By Hilary Russ
(Reuters) - New Jersey's $69.9 billion public pension system returned 2.26 percent in fiscal year 2012, falling short of its 7.95 percent assumed rate of return, the state said on Thursday.
The results, which the state stressed were preliminary, were released at a meeting of the New Jersey State Investment Council.
As state public pension funds across the United States began reporting their results for fiscal year 2012, many have largely missed their assumed rates of return compared with strong performances the year before. In the last 12 months, U.S. stock losses, combined with record-low interest rates, took a toll on the yield of financial assets.
Investments similar to that of the New Jersey pension fund, which the state uses as a weighted benchmark, returned just .25 percent in fiscal year 2012, which ended June 30, the state said.
In July, the $233 billion California Public Employees Retirement System, the biggest U.S. public pension fund, reported a 1 percent return for the year ended June 30, far below CalPERS' 7.5 percent target.
The $150.6 billion California Teachers pension fund, or CalSTRS, earned 1.8 percent.
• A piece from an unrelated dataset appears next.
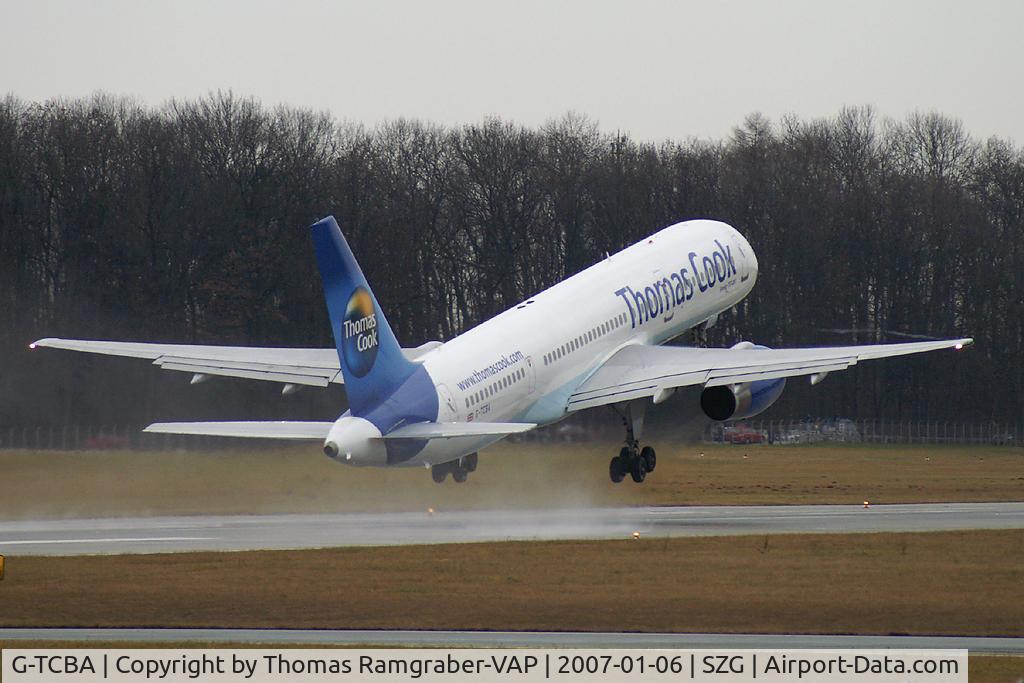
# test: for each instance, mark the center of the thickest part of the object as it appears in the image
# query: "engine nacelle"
(736, 401)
Various New York City pension funds reported an annual return of 1.7 percent, while Florida's $122.7 billion fund grew just 0.29 percent.
In New Jersey, the state's five main pension funds cover retirement benefits for about 769,000 participants.
The council is considering on Thursday several major possible investments, including putting $600 million into separate accounts at Och-Ziff Capital Management Group, a publicly traded hedge fund that also manages money for pension funds in California and Massachusetts.